Naples, not doing things by halves, has not one, but over fifty official saints, the principal one being San Gennaro, or Saint Januarius, to whom the Duomo in Naples is dedicated.

San Gennaro

Gennaro was born in the third century during a time that Christians were commonly persecuted. He was imprisoned and sentenced to be thrown to the lions, but popular legend has it that the lions, instead of jumping on Gennaro, knelt at his feet after he had blessed them.

This painting shows an alternative version of how Gennaro defied death and is entitled, ‘San Gennaro exits the furnace unscathed’.
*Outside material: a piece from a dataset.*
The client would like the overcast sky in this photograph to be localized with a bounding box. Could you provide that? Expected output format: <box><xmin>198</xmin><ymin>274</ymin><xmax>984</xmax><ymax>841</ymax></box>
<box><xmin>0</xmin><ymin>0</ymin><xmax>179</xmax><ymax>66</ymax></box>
Unfortunately for Gennaro, instead of having his death sentence commuted, he was executed. Two flasks of his blood were allegedly collected by a woman in the crowd to keep as a relic.
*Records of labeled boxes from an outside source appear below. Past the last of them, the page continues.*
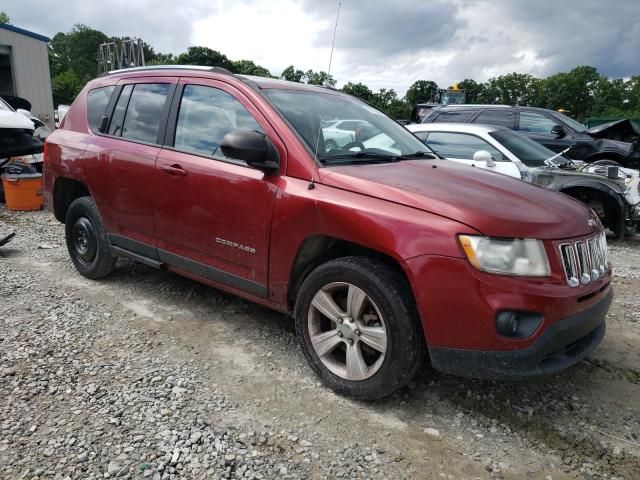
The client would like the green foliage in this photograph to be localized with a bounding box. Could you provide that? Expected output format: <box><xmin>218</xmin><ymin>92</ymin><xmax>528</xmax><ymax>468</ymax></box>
<box><xmin>49</xmin><ymin>24</ymin><xmax>109</xmax><ymax>81</ymax></box>
<box><xmin>341</xmin><ymin>82</ymin><xmax>373</xmax><ymax>102</ymax></box>
<box><xmin>51</xmin><ymin>70</ymin><xmax>86</xmax><ymax>106</ymax></box>
<box><xmin>404</xmin><ymin>80</ymin><xmax>438</xmax><ymax>105</ymax></box>
<box><xmin>231</xmin><ymin>60</ymin><xmax>271</xmax><ymax>77</ymax></box>
<box><xmin>42</xmin><ymin>22</ymin><xmax>640</xmax><ymax>121</ymax></box>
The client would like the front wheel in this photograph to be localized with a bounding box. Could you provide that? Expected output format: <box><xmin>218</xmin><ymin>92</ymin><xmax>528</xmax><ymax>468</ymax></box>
<box><xmin>64</xmin><ymin>197</ymin><xmax>116</xmax><ymax>279</ymax></box>
<box><xmin>295</xmin><ymin>257</ymin><xmax>425</xmax><ymax>400</ymax></box>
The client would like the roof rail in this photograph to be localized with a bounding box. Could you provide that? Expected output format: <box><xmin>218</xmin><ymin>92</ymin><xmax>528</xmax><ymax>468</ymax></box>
<box><xmin>98</xmin><ymin>65</ymin><xmax>233</xmax><ymax>77</ymax></box>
The first record of a phenomenon known as ‘liquefaction’ dates from 1389 when blood in the two containers is said to have changed from dried matter to one of a liquid.
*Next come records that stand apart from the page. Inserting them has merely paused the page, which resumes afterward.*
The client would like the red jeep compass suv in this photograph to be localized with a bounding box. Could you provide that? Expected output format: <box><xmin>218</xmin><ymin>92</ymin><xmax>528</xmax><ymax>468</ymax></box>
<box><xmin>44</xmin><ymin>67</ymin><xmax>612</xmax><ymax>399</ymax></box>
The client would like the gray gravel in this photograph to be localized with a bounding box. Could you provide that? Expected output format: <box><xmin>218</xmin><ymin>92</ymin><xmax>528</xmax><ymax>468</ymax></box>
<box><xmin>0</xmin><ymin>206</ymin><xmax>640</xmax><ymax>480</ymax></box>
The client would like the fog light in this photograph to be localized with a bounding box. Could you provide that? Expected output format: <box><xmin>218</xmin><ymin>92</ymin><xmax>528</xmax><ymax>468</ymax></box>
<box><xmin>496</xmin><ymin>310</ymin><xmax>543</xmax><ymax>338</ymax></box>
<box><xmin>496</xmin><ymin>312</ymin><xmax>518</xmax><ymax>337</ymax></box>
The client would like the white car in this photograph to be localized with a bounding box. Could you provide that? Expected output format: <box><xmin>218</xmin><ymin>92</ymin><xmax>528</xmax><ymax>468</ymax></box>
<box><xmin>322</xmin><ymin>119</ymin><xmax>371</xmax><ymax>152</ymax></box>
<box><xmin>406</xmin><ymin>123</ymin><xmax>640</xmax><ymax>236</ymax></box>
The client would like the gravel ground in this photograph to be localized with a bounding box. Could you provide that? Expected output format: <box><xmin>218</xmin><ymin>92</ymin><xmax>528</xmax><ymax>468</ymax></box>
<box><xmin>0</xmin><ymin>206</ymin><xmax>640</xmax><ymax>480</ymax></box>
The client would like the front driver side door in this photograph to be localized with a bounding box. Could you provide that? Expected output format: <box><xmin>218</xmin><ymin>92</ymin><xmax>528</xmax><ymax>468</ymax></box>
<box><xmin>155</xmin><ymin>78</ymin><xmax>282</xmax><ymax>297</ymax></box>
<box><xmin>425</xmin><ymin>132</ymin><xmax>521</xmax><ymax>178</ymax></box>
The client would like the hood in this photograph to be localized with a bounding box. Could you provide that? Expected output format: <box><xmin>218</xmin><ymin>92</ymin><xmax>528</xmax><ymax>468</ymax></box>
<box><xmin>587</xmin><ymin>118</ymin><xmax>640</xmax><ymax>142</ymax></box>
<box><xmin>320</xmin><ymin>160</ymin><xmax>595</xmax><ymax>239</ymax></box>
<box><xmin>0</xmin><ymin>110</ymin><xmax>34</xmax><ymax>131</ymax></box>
Today people throng to the Duomo in Naples to bear witness to this event three times a year: 19 September for San Gennaro’s Day, 16 December, to remember the eruption of Vesuvius in 1631 when the lava flow stopped in front of Gennaro’s relics (bones and blood) and also on the Saturday before the first Sunday in May when the reunification of his relics (the bones and blood had previously been separated) is celebrated.

Inside the Duomo waiting to witness the liquifying of the blood.

Crowds waiting outside.

During the service one of two small amphoules (today they are kept in a bank vault) is held up to show the contents are solid. After prayers, the amphoule is held up again and tilted to show that the contents have liquified.

Showing the blood on turning into a liquid.

To ensure that the whole congregation can be in no doubt that this change has happened, a white handkerchief is waved and the news is broadcast to the residents of Naples as a whole with a 21-gun salute from the thirteenth century Castel Nuovo.

A white handkerchief is waved.

Everybody wants to record the event.
The bones of San Gennaro’s skull inside an open casket called a ‘bust’.



Occasions when Gennaro’s blood has failed to liquify are seen as portents of doom. In recent times there have been two such occasions, in 1973, when Naples endured an outbreak of cholera, and in 1980, when 3,000 people were killed in an earthquake which devastated much of southern Italy.


This story of liquidfying blood is the reason that Naples is sometimes known as the ‘City of Blood’. However, it seems that Gennaro is not alone. This phenomenon is reported to have occurred to other people in the past, mostly in Campania, the region of Italy we are now in.